The English sheep industry needs to plan ahead at all levels to
make the very most of growing lamb export opportunities over the
coming season following the disaster of FMD last autumn, suggests
the English Beef and Lamb Executive (EBLEX).
With over 30% of annual UK lamb meat production typically being
exported, overseas customers are second only to domestic multiple
retailers in their importance to the industry. What is more, the
greater flexibility of export markets to absorb extra lamb makes
them particularly significant during the autumn peak of supplies
when they can account for up to 40% of national production, helping
to underpin farmgate prices.
Under these circumstances, it is hardly surprising that FMD restrictions,
which enabled just 16% of UK-produced lamb to be exported during
the peak lamb season from August-November last year, coincided
with the most disappointing market prices for many years.
In the absence of further disease problems lamb exports are expected
to recover from 70,000 tonnes in 2007 to 78,000 tonnes in 2008,
helped by a relative weakness of sterling and decreasing production
in most other EU countries. Indeed, increased export demand is
almost certainly playing a significant part in the recent marked
upturn in lamb prices.
To ensure these opportunities are fully realised over the peak
supply season will, however, require concerted efforts from all
sides of the industry. Especially so in the face of growing competition
from chilled New Zealand imports and falling lamb consumption in
the UK’s single most important export market – France.

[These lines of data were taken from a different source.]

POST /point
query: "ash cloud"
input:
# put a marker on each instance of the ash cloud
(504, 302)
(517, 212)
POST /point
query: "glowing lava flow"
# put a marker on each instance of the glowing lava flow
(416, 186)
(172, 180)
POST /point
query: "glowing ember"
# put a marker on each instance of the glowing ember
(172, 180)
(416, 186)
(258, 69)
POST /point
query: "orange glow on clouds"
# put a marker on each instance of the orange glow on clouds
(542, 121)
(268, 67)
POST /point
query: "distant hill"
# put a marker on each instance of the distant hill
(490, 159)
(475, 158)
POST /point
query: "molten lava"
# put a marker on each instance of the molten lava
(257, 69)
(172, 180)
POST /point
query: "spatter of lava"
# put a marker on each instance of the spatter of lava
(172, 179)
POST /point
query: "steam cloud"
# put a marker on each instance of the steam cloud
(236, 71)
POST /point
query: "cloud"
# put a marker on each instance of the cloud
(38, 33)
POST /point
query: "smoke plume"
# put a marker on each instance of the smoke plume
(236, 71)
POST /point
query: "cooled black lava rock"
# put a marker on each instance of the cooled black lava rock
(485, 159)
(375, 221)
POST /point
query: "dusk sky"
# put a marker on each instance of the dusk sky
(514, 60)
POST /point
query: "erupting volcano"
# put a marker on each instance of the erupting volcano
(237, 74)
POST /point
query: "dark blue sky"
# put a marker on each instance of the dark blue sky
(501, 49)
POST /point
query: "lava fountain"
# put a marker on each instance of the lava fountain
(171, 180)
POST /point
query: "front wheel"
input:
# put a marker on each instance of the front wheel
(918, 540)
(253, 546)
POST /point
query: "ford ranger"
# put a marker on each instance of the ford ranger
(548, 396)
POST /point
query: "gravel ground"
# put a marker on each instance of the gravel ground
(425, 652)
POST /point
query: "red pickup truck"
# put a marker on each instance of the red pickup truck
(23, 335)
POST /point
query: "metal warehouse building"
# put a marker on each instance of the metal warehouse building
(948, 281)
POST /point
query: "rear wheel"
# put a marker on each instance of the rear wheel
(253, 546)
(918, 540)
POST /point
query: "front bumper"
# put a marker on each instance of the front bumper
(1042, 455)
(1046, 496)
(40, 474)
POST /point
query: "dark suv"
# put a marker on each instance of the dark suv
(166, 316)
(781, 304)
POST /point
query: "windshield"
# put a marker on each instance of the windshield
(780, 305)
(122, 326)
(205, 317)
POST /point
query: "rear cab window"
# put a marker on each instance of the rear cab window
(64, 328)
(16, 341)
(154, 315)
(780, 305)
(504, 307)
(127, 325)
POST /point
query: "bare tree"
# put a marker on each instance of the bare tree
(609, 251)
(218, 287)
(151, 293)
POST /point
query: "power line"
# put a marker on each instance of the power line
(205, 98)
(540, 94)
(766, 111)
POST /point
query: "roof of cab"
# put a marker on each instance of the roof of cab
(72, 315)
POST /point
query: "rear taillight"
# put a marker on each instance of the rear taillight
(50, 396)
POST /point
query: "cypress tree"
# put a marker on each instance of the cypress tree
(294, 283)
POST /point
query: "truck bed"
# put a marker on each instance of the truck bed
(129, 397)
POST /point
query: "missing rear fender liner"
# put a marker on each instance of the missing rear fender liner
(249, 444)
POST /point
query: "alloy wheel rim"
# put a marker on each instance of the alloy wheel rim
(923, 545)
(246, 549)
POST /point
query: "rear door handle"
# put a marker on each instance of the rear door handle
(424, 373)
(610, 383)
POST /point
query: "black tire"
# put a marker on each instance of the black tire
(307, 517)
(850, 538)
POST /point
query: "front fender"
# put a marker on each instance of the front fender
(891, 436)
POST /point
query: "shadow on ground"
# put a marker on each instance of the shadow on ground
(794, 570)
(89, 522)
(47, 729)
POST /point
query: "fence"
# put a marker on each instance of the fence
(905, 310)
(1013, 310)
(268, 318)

To help boost consumption of lamb in the French market, which has
declined by 27% in volume since 2001, EBLEX together with Interbev
(France) and Bord Bia (Eire) have launched a three-year campaign
under the theme of Agneau Presto (Quick Lamb).
At the same time, a series of initiatives is being undertaken by
EBLEX to develop new markets in Southern and Eastern Europe, North
Africa and the Far East, promoting the eating quality, meat percentage
and availability of British lamb. And ‘fifth quarter’ markets
for offal are also being successfully extended in a growing number
of European and Asian countries.
While the UK is increasingly looking to export primal cuts in line
with the changing international market, the overwhelming proportion
of UK lambs will continue to be exported in carcase form. The key
requirement from producers is large batches of very consistent
There is a demand for a range of lambs of different confirmation
for the various export markets. Our core French export market prefers
lighter lambs than our domestic market which is good news for those
producers finishing at 18-19kg d/w. To make the most of export
opportunities, EBLEX strongly advises English producers with an
eye on export markets to enquire with their buyer as to the precise
specification required for the supply chain they are supplying.